When it comes to conditions such as anxiety and depression, the role that B vitamins play in cellular process such as the folate and methionine cycles have helped formed the basis for the B vitamin status-mood hypothesis. While the clinical data isn’t overwhelming, there is a decent amount of research that suggests that therapeutic doses of all 8 B vitamins can play a beneficial role in treating mood disorders like anxiety and depression. For example, a 2019 review of 18 articles found that 11 reported a positive effect of B vitamins on overall mood. A 2016 review of the literature highlighted findings that B1, B3, B6, B9 and B12 in particular are essential for neuronal functioning, and that deficiencies in these essential micronutrients have been linked to depression. A 2011 study showed that the effects of workplaces strain and stress were significantly decreased after 90 days of participants consuming a B complex supplement. [132-134]

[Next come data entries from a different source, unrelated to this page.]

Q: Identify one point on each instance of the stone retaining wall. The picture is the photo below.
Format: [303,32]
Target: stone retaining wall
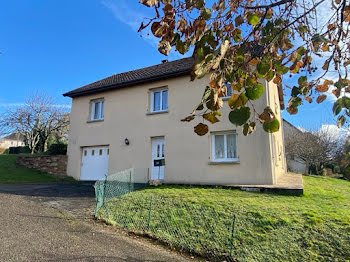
[54,165]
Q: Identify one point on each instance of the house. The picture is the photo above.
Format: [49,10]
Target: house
[294,163]
[132,120]
[12,140]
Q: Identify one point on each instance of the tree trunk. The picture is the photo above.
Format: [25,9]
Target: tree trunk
[45,144]
[306,167]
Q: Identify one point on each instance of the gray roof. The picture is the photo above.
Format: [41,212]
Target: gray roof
[139,76]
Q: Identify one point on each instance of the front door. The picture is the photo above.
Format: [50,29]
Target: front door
[94,163]
[158,160]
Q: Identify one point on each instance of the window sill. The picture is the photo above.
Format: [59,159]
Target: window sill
[93,121]
[157,112]
[229,162]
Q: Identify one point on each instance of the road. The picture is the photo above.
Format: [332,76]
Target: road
[53,222]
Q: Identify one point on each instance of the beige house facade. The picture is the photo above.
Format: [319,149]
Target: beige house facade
[132,120]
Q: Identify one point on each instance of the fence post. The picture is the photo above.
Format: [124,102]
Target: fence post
[232,234]
[149,213]
[103,197]
[130,181]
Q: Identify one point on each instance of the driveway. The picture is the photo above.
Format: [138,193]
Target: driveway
[53,222]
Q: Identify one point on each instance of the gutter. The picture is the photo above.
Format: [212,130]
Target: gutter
[99,89]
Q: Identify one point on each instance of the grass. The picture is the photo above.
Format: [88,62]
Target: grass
[11,173]
[269,227]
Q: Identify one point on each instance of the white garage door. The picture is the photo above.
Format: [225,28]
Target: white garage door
[94,163]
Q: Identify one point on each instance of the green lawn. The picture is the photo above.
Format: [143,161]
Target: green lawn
[11,173]
[269,227]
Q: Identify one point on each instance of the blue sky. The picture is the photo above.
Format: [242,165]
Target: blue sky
[56,46]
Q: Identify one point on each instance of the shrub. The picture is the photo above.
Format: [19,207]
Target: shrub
[57,149]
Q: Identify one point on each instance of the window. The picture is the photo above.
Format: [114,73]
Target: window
[159,100]
[229,90]
[97,107]
[224,147]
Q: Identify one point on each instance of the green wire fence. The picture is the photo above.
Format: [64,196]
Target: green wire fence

As far as dosage goes, I generally suggest a B complex that uses activated forms of B vitamins at higher than normal doses, such as the product made by Pure Encapsulations. Note that I do NOT recommend supplementing with more than 100-200mg/day of vitamin B6, as higher doses may cause peripheral neuropathy.


LITHIUM OROTATE

Lithium is a mineral, and even though it’s not officially considered an essential micronutrient, there are many researchers who believe it meets the criteria for inclusion, as it may be required for normal neurological functioning. [135]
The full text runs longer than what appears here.